A man has been sent to prison after he made 17 hoax calls to Hampshire Fire and Rescue Service in just three hours.
Excerpts from recordings of Michael Eames’ phone conversations have been made public by the organisation following a spike in the number of people misusing the emergency 999 facility.
The 23-year-old from Winchester persistently called the control room on Christmas Eve claiming that a person was trapped in a burning building. He also contacted other emergency services.
The organisation is hoping to hammer home the message that hoax calls cost the taxpayer thousands of pounds a year and put lives at risk.
The appeal comes after figures show hoax calls to the fire service going up by more than 60 percent in the past four years.
Statistics reveal that in 2014 the service received 183 hoax calls but by 2015 the number had risen to 192 before climbing to 231 in 2016 and 295 in 2017.
Eames called HFRS 21 times in total between December 24 and January 4 falsely reporting that people were trapped in fires in Winchester and Basingstoke.
In the audio he can be heard gloating: “I won’t get arrested, I promise you.”
On January 23 this year he was sentenced to 12 weeks behind bars and is now subject to a two-year restraining order.
Station Manager of Control Allison Burrows said: “The custodial sentence reflects the seriousness of the crime.
“Hoax calls waste our time, costs the public money and, more worryingly, really do put lives at risk.
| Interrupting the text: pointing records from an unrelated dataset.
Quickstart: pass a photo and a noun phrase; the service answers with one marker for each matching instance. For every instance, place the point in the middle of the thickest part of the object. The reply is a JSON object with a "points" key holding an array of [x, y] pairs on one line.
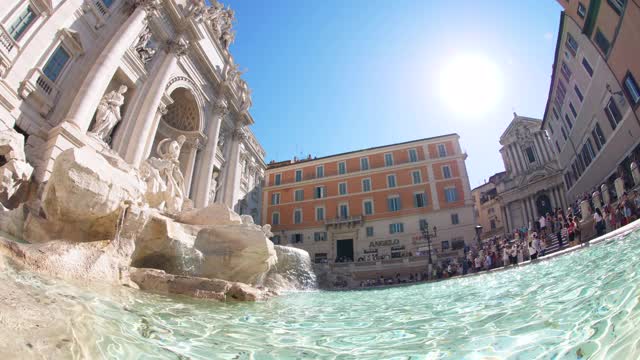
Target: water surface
{"points": [[582, 305]]}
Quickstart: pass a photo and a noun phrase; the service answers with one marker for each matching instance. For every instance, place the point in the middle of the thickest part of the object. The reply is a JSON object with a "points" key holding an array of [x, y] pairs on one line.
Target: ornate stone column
{"points": [[606, 197], [619, 184], [205, 167], [144, 126], [192, 148], [97, 80], [232, 172], [635, 173]]}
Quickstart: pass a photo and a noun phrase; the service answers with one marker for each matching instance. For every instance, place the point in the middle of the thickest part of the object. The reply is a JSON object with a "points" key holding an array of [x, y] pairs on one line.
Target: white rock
{"points": [[214, 214], [235, 253]]}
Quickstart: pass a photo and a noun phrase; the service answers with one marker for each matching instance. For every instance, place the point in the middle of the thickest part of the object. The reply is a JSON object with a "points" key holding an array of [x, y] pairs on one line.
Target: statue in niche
{"points": [[215, 186], [108, 114], [145, 52], [168, 167]]}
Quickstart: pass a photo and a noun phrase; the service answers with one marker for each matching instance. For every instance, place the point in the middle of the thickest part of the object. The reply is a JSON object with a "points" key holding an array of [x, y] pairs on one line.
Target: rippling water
{"points": [[582, 305]]}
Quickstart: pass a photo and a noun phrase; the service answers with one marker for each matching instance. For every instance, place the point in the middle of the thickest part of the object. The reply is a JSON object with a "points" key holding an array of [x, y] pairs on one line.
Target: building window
{"points": [[530, 155], [367, 206], [416, 176], [342, 167], [413, 155], [613, 113], [364, 164], [566, 72], [442, 150], [394, 203], [22, 23], [578, 92], [396, 228], [451, 195], [344, 210], [573, 110], [369, 230], [419, 199], [296, 238], [582, 11], [602, 42], [366, 185], [632, 89], [342, 188], [56, 63], [587, 66], [446, 172], [568, 121], [617, 5], [598, 136], [388, 159], [571, 44], [391, 181]]}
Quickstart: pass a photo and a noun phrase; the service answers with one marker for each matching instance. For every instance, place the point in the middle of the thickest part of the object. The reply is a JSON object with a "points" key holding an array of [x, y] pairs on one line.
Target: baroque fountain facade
{"points": [[126, 149]]}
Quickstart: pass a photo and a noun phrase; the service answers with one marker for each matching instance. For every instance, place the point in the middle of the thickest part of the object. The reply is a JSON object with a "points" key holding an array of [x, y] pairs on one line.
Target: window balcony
{"points": [[8, 50], [38, 87]]}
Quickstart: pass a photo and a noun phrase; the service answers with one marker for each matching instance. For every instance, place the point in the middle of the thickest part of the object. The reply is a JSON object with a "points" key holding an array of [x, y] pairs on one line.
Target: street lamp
{"points": [[478, 232], [428, 235]]}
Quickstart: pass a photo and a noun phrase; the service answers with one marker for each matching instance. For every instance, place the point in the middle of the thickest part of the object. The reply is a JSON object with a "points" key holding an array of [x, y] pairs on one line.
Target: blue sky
{"points": [[334, 76]]}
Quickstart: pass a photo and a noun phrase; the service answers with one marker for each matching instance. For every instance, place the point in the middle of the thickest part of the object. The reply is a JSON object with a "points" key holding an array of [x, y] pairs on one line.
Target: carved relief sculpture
{"points": [[168, 168], [144, 51], [108, 114]]}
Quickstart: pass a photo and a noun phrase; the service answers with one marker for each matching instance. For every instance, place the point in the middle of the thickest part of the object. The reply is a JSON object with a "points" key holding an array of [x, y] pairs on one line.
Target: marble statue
{"points": [[108, 113], [168, 167], [145, 52]]}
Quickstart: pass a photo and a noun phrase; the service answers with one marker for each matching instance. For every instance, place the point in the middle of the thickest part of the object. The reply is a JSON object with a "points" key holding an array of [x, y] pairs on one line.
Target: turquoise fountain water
{"points": [[582, 305]]}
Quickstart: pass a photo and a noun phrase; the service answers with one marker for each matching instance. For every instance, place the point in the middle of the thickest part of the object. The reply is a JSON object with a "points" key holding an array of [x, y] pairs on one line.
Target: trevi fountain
{"points": [[120, 167]]}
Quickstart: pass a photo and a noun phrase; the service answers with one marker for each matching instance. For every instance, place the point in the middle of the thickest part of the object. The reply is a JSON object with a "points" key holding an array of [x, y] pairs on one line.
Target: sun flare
{"points": [[470, 84]]}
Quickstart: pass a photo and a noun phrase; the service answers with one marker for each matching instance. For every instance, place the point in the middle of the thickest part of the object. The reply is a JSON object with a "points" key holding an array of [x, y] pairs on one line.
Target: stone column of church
{"points": [[205, 166], [95, 84], [542, 157], [514, 159], [191, 162], [509, 218], [232, 176], [143, 125]]}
We hope the recordings help show this.
“I am extremely proud of the team for the rigorous yet professional way they exposed the caller with a series of challenging questions until he hung up.
“On further calls they tried to explain the seriousness of his actions and the potential life-threatening consequences while also urging him to get support for himself.”
Eames used different names, addresses, scenarios and even potential victims when falsely reporting incidents to cause more confusion.
The first call on Christmas Eve led to crews being mobilised as control room staff have just 60 seconds from answering the call to make the decision whether to send crews.
Supplementary questioning by the highly trained team led them to suspect it was a hoax but they still sent engines as public safety is always paramount to the service.
Fire crews were also mobilised a days later after a false call from Eames although an alert based on his previous activity meant firefighters enroute were told it was a potential hoax before arriving.
SM Burrows said were it not for the challenges from the skilled team and the rigorous way the different shifts communicate more crews could have been called away many more times to fictitious fires.
Each 999 call is also listened into by a control room supervisor for additional support.
In total four engines were mobilised at an approximate cost of more than £300 each.
Hoax calls are not the only way people misuse the 999 facility and the control team have even answered the emergency phone to an amorous resident hoping to track down a man who she met in a nightclub who claimed to be a firefighter.
Another fishy call came from a person who dialled 999 because their fish tank was broken and had made the floor wet.
As well as being sentenced to prison emergency services can contact the mobile phone provider of the offender and have the service cut off.
Hampshire Fire and Rescue Authority Chairman Councillor Chris Carter said: “Hoax calls cost lives – it’s that simple.
“People calling in with false reports need to consider how they would feel if someone delayed firefighters getting to them or their loved ones.
“If that is not enough motivation to stop offenders maybe the prospect of going to prison and having their phone cut off will be.”